Tunisie. Vers un nouveau report du Sommet de la Francophonie à Djerba ?

 Tunisie. Vers un nouveau report du Sommet de la Francophonie à Djerba ?

L’oreille attentive de Macron aux doléances de Trudeau peut-elle avoir raison du Sommet de Djerba ?

Nous l’évoquions dès la fin juillet : aligné sur la position de fermeté du grand voisin américain relative à la situation politique en Tunisie, le Canada conserve de surcroît ses propres spécificités, s’agissant de la promotion de certaines valeurs universelles que le pays de Justin Trudeau semble prendre très au sérieux.

Mardi 2 août, plusieurs médias canadiens se penchent sur la question, notamment La Presse où l’on peut lire, sans détour, que « Le Canada fait discrètement campagne pour reporter de nouveau le Sommet de la Francophonie, qui doit avoir lieu en novembre en Tunisie, en raison de la situation politique dans ce pays ».

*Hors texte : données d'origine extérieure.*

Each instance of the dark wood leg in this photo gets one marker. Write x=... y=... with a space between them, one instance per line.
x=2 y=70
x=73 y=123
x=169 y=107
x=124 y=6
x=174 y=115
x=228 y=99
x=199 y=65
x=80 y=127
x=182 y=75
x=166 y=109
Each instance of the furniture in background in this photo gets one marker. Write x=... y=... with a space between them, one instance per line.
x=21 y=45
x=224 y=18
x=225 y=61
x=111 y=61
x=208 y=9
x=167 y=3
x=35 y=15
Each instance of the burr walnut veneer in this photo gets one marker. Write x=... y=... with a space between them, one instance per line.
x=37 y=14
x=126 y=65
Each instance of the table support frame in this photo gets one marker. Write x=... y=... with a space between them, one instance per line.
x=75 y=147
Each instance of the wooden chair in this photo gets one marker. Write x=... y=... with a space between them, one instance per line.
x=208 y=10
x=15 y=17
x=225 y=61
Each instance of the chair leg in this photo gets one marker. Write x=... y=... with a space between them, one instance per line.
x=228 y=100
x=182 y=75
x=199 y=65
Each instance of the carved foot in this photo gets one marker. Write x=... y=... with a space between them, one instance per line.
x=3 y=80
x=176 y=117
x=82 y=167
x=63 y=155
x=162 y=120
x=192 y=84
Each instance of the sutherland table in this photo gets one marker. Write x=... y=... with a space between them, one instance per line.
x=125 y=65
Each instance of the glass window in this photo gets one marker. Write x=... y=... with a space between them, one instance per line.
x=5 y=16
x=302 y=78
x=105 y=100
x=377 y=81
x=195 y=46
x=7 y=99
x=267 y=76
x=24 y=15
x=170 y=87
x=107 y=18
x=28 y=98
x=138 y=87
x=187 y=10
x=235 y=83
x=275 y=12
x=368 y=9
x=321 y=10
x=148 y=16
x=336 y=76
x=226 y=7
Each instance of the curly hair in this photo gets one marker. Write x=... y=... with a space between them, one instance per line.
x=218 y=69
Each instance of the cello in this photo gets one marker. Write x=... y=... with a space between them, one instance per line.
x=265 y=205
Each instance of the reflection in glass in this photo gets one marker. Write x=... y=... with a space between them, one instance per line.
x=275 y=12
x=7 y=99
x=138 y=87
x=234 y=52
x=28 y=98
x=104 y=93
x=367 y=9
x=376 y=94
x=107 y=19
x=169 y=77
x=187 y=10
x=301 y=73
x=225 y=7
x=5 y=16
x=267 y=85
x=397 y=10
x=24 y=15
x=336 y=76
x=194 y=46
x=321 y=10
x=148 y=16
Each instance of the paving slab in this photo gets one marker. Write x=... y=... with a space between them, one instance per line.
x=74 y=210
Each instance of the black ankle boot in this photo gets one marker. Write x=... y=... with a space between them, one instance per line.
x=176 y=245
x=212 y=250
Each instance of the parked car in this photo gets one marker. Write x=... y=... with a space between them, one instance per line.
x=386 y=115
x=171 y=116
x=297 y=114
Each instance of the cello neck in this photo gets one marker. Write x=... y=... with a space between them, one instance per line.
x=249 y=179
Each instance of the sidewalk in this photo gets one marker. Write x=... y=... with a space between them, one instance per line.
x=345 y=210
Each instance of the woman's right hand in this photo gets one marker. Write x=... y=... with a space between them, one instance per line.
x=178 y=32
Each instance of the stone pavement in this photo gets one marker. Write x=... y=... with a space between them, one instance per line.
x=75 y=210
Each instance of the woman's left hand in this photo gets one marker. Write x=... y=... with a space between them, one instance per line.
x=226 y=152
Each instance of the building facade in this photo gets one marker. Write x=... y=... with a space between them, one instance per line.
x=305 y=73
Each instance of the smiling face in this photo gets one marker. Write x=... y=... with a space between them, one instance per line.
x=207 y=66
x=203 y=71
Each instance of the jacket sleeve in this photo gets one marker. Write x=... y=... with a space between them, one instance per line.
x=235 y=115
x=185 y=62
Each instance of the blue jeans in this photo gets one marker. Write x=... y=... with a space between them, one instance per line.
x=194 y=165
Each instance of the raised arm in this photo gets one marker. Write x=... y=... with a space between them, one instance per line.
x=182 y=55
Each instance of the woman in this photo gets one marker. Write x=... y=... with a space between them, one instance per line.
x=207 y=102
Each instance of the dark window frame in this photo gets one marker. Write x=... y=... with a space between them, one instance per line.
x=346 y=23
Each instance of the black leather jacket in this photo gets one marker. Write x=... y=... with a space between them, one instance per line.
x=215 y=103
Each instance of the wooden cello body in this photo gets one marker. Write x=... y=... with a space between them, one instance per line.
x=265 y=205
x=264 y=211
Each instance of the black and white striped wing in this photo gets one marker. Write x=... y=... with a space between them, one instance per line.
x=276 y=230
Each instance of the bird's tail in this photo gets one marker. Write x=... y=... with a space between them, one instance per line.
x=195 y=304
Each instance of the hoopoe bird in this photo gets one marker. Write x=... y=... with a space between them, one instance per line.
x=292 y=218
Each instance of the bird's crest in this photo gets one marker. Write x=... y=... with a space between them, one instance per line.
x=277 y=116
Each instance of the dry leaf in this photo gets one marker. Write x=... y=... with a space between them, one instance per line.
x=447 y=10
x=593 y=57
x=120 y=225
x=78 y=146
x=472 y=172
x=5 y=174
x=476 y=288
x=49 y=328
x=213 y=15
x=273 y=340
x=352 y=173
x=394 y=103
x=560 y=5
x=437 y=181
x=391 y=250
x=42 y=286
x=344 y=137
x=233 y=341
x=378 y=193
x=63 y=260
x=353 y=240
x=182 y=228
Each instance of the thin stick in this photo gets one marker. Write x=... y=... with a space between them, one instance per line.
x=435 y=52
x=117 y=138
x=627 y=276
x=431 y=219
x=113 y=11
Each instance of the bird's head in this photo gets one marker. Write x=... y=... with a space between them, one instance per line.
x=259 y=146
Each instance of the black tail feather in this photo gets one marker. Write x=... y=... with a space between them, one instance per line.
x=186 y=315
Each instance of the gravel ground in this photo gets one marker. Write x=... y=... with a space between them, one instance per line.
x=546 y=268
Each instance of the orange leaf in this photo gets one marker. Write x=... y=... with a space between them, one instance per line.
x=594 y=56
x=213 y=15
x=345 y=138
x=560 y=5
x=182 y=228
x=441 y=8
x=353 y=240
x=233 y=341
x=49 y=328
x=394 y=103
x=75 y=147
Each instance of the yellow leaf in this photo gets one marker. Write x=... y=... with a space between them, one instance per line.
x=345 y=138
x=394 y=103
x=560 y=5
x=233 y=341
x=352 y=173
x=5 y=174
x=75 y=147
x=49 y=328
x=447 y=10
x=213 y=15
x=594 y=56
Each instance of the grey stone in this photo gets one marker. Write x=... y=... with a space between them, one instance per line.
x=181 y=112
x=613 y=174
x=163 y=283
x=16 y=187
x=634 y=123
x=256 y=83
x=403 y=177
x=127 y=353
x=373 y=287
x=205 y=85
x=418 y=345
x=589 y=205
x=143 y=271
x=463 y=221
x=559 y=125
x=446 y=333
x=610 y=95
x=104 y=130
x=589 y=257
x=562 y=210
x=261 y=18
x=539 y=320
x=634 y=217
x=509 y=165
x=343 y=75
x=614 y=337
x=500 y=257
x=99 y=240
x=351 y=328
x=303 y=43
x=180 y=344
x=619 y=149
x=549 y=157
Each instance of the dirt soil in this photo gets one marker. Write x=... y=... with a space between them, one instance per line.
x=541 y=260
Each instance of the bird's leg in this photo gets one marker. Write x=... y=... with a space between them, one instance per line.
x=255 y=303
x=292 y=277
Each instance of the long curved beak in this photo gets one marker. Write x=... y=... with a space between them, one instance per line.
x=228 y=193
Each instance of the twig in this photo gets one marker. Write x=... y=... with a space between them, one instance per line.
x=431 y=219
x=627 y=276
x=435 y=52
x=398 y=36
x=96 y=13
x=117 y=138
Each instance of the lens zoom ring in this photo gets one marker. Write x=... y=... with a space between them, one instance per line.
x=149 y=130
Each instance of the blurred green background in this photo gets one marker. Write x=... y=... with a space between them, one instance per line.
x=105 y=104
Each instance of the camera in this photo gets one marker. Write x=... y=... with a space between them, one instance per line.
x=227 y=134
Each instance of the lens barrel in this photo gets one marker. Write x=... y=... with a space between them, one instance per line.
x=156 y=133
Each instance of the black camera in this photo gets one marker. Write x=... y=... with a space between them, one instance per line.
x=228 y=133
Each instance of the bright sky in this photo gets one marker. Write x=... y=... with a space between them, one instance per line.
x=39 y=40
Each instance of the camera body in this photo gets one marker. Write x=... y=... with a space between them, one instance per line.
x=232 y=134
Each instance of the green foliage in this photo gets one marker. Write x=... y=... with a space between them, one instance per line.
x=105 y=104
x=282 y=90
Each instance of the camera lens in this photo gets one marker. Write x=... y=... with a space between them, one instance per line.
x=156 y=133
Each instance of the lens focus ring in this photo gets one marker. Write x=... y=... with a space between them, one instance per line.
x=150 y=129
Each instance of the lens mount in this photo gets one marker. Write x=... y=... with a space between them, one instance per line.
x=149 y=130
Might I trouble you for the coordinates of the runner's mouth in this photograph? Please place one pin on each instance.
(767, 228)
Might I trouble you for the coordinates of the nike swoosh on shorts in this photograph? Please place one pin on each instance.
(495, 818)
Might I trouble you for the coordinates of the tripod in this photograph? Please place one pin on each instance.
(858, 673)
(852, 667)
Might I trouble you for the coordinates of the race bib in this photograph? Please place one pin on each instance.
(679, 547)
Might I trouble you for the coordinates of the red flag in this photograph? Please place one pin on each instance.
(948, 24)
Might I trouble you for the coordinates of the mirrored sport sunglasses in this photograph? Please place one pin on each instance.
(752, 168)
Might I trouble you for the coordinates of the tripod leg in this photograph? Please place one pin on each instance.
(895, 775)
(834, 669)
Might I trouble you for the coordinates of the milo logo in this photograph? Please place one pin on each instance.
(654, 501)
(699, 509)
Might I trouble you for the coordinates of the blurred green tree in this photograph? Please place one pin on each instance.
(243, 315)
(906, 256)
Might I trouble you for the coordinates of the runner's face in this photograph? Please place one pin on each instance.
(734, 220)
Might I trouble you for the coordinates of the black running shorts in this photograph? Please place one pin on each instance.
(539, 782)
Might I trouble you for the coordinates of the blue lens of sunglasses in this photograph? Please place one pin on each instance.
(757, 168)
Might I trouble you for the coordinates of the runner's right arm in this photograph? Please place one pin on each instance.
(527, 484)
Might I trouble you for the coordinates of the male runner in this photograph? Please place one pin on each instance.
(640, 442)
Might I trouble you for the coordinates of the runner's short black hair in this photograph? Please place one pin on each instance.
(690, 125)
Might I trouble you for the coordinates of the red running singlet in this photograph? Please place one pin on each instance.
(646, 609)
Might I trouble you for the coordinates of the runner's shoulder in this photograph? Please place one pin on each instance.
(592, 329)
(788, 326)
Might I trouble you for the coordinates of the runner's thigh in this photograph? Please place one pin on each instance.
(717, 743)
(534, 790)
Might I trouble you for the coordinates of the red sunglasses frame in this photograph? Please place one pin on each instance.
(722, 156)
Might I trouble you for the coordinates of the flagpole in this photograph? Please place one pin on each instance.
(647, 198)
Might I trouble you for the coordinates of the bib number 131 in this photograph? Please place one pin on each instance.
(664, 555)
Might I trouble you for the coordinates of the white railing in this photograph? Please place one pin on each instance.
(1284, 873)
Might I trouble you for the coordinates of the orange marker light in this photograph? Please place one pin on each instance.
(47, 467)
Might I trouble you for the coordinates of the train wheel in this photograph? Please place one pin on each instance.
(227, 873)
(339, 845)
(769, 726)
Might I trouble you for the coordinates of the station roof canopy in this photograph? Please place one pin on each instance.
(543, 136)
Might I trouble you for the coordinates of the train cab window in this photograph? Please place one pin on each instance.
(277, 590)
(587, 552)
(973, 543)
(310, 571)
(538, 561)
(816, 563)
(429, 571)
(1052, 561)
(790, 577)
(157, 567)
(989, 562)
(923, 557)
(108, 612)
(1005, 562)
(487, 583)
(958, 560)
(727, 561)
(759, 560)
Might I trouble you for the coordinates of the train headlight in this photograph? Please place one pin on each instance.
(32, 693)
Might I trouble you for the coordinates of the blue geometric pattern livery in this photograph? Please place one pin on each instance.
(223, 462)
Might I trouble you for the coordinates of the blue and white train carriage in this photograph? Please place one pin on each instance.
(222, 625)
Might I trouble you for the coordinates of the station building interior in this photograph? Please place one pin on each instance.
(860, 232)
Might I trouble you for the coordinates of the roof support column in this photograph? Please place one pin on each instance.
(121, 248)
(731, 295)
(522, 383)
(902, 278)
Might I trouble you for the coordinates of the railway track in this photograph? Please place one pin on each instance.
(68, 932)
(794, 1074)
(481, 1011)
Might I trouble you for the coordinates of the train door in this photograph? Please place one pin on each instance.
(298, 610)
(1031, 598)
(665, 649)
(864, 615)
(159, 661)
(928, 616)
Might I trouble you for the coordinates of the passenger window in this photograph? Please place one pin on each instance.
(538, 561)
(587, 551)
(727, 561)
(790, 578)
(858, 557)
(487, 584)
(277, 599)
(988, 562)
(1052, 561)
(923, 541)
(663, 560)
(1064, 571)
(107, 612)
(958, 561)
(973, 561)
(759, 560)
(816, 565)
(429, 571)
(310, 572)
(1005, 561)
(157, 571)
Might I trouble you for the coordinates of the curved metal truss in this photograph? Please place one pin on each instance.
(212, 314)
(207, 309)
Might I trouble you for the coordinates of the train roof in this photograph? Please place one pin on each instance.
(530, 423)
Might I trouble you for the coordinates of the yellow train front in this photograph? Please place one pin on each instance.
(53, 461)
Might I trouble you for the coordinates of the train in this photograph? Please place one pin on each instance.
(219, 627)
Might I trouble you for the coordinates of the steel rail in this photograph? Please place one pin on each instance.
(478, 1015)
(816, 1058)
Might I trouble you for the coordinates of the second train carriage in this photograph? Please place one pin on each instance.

Ainsi l’enquête menée par cette source révèle que le Premier ministre Trudeau tente, en personne, depuis quelques semaines de convaincre ses alliés, dont la France, qu’un nouveau report de ce sommet, qui devait déjà avoir lieu l’automne dernier, s’impose. « Trudeau a évoqué cette possibilité en privé avec le président français Emmanuel Macron lors du dernier Sommet du G7, en juin, en Allemagne », soit bien avant que la situation ne s’envenime davantage encore avec les résultats du référendum présidentiel le 25 juillet en Tunisie.

 

Tout n’est pas joué

A peine 48 heures après la publication de ces propos dans la presse canadienne, abondamment relayés en Tunisie, l’ambassade du Canada en Tunisie a quelque peu tempéré les choses en annonçant sur ses réseaux sociaux, certes en langage diplomatique, « la poursuite d’échanges constructifs avec Mme Chrystiane Roy, directrice de la Francophonie et du Commonwealth au ministère des affaires étrangères du Canada ».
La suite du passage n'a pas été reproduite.